Magnus Lindberg's Concerto for Orchestra reviewed
Magnus Lindberg's new Concerto for Orchestra, revelling in orchestral colour and instrumental virtuosity, was unveiled in September by the BBC Symphony Orchestra. The premiere performances at the Barbican in London and the Concertgebouw in Bruges were conducted by Jukka-Pekka Saraste, who also directs the first Finnish performance with the Finnish Radio Symphony Orchestra in the opening concert at the Musica Nova festival in Helsinki this month. The Japanese premiere takes place on 28 May at Tokyo Opera City with Saraste and the NHK Symphony Orchestra, as the finale of Composium’s all-Lindberg concert.

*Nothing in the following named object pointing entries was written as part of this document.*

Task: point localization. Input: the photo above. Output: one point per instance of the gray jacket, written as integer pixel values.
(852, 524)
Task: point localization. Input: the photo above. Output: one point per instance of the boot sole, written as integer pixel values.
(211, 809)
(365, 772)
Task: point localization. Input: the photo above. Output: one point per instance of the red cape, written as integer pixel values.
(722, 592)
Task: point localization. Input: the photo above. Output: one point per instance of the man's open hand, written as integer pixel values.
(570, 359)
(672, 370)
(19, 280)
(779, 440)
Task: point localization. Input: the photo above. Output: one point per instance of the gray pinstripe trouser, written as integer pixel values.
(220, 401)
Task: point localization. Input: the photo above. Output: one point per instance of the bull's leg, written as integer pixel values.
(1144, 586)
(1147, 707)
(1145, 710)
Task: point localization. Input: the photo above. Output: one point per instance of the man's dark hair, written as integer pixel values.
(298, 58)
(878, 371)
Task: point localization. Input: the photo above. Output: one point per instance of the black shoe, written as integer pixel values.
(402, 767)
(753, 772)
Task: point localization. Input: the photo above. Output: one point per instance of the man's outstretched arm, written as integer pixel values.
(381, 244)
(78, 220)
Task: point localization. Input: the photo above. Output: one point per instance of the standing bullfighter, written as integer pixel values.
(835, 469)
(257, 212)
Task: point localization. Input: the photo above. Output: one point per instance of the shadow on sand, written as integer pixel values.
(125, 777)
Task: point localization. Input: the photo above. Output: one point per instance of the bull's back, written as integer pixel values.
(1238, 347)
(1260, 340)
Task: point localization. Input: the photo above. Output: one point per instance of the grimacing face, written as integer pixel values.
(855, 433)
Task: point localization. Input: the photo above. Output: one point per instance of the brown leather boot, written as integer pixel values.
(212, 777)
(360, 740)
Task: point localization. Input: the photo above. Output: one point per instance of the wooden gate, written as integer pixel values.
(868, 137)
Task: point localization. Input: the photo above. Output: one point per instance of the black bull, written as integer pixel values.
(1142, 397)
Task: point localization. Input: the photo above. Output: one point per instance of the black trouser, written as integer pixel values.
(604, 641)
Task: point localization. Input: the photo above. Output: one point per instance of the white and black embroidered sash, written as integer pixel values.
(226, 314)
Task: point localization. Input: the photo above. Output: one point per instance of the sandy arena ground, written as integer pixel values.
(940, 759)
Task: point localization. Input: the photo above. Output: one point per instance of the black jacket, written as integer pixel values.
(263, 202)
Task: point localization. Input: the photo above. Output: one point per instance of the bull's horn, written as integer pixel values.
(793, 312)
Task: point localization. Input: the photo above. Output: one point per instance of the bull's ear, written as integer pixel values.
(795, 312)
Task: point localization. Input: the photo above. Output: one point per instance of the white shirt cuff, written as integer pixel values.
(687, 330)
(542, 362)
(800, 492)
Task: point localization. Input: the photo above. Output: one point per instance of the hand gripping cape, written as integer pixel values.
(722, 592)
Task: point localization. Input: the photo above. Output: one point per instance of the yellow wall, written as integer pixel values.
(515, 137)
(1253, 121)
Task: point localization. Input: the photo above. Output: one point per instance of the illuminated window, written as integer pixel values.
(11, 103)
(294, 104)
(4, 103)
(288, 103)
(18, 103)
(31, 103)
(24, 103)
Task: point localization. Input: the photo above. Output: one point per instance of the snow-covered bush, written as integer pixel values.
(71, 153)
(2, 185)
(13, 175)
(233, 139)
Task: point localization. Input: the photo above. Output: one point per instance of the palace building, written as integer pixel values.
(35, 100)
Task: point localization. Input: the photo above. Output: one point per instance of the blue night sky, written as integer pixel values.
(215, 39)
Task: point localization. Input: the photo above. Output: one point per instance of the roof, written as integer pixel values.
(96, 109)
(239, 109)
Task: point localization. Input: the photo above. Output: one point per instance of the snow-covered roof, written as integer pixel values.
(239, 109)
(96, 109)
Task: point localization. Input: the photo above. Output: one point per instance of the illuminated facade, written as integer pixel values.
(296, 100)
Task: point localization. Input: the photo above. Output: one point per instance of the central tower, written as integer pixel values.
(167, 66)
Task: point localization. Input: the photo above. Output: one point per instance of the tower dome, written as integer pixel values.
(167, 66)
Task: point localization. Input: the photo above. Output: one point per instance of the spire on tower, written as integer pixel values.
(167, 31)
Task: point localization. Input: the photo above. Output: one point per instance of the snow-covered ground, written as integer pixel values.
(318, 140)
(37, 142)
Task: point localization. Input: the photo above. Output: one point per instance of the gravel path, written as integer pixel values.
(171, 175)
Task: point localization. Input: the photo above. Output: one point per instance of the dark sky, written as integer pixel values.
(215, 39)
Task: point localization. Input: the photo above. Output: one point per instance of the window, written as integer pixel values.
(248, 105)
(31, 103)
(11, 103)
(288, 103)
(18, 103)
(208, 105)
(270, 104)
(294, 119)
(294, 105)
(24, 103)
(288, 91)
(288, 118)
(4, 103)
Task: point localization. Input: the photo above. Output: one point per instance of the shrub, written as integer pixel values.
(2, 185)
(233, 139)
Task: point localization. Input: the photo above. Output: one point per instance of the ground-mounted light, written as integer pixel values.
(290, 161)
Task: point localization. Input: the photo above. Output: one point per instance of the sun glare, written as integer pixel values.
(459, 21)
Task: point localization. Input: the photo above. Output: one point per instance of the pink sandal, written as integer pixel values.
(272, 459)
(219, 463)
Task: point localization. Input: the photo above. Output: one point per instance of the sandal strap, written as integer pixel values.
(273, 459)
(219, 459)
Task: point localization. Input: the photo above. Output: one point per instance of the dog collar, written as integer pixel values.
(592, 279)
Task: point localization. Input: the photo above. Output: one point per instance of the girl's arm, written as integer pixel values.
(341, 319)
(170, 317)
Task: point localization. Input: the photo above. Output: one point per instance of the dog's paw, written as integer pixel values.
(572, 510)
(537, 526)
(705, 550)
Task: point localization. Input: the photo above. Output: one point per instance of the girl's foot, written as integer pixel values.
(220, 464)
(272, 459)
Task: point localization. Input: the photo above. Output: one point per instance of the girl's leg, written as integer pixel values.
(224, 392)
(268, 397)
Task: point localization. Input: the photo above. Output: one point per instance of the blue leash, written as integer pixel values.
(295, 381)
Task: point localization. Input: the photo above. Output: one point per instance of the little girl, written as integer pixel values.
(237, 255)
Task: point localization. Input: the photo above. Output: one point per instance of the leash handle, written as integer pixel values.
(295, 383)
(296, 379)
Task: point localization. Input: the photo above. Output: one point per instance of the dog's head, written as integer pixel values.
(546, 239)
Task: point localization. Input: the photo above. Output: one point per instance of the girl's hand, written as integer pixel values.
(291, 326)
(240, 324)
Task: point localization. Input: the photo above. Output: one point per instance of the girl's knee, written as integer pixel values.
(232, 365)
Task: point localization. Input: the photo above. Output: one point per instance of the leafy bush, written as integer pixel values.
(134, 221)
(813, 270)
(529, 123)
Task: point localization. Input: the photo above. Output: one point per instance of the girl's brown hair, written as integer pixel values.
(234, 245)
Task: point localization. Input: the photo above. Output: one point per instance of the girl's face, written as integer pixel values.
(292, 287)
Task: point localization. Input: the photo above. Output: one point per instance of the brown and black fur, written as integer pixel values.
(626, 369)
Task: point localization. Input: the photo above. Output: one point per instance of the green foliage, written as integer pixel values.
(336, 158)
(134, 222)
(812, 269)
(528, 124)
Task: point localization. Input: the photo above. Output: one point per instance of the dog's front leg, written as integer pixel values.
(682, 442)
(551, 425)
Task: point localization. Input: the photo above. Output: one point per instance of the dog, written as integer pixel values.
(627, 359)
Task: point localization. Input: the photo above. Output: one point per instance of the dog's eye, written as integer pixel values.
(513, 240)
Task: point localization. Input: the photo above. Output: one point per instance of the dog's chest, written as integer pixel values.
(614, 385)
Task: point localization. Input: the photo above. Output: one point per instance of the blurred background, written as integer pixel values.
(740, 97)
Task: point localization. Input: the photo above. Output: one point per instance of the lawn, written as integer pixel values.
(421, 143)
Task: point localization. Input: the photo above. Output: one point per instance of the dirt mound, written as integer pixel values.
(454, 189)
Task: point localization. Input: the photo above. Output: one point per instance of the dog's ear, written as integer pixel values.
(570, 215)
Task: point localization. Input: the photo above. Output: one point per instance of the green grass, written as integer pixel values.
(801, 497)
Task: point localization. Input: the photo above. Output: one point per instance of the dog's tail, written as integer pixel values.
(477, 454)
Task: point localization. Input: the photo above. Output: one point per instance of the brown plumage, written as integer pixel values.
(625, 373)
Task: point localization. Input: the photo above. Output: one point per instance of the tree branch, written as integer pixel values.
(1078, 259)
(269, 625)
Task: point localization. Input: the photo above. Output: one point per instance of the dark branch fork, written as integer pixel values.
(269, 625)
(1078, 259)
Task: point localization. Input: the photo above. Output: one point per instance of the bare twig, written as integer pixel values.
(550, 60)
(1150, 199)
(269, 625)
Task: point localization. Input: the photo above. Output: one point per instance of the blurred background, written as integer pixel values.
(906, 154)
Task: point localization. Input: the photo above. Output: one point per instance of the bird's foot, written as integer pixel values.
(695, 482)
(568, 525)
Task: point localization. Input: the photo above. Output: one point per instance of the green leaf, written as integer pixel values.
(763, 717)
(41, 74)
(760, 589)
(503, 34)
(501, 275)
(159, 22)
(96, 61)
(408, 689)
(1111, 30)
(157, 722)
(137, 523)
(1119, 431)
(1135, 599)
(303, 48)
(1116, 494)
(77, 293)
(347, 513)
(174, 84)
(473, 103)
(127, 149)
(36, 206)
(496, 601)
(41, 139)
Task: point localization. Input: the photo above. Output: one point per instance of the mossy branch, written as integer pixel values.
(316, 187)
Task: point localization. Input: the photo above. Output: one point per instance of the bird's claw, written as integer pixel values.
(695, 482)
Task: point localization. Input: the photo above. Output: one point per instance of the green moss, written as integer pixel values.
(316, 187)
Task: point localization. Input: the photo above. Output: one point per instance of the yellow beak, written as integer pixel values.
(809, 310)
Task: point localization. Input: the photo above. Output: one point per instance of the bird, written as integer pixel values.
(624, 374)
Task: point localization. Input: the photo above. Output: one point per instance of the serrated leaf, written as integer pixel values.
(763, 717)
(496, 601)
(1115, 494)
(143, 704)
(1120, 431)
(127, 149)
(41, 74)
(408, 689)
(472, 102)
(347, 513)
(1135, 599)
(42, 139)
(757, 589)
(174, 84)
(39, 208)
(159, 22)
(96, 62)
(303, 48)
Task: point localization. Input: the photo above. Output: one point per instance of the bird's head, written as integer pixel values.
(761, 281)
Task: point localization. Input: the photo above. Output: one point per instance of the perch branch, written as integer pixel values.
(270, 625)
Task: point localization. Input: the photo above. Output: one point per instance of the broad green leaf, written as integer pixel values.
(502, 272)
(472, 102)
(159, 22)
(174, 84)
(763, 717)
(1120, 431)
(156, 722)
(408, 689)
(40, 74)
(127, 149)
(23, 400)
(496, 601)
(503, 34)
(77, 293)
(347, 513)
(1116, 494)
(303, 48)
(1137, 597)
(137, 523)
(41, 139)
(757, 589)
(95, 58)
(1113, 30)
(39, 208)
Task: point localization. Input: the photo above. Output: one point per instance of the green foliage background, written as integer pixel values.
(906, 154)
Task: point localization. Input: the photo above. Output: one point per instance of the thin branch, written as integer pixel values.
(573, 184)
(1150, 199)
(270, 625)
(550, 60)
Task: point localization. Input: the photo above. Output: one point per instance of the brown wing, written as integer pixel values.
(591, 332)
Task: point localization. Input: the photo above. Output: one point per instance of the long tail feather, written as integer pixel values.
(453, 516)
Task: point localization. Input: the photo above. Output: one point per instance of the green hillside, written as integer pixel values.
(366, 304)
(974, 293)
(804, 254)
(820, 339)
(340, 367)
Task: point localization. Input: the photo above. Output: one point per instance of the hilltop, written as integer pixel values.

"Lindberg, in his mid-forties, has come of age: this is a piece on another level with extraordinary confidence, boldness of gesture and an architectural logic that makes it immediately familiar…In recent years, Lindberg has written a series of purely orchestral pieces and a series of concertos; this work is a triumphant combination of the two with real concertante demands on all sections of the orchestra and the occasional big solo for individual members…Palpable was the enjoyment of the players (and the audience) for this 30-minute work."
The Independent
"As always with Lindberg, the orchestral writing is striking, consistently finding new ways of blending and contrasting in a work where, as the title suggests, everyone is a soloist. At the opening, the brass dominates, in music with a Rite of Spring energy and savagery, while towards the end the whole achieves a Turangalîla-like complexity of many layers. But some of the most effective writing was in the cool heart of the work: an alto flute ululating over a quartet of solo violas, four clarinets fanfaring each other, the piano breaking into a brief cadenza… the Concerto for Orchestra's approachability should ensure further chances to hear it."
Daily Telegraph
"This concerto makes deeper forays into harmony than anything Lindberg has composed so far, and is gorgeously scored. There are wonderful passages, rich and strange… Lindberg's concerto develops two sharply different chaconnes in alternation, combining them only in the grand finale. It works superbly."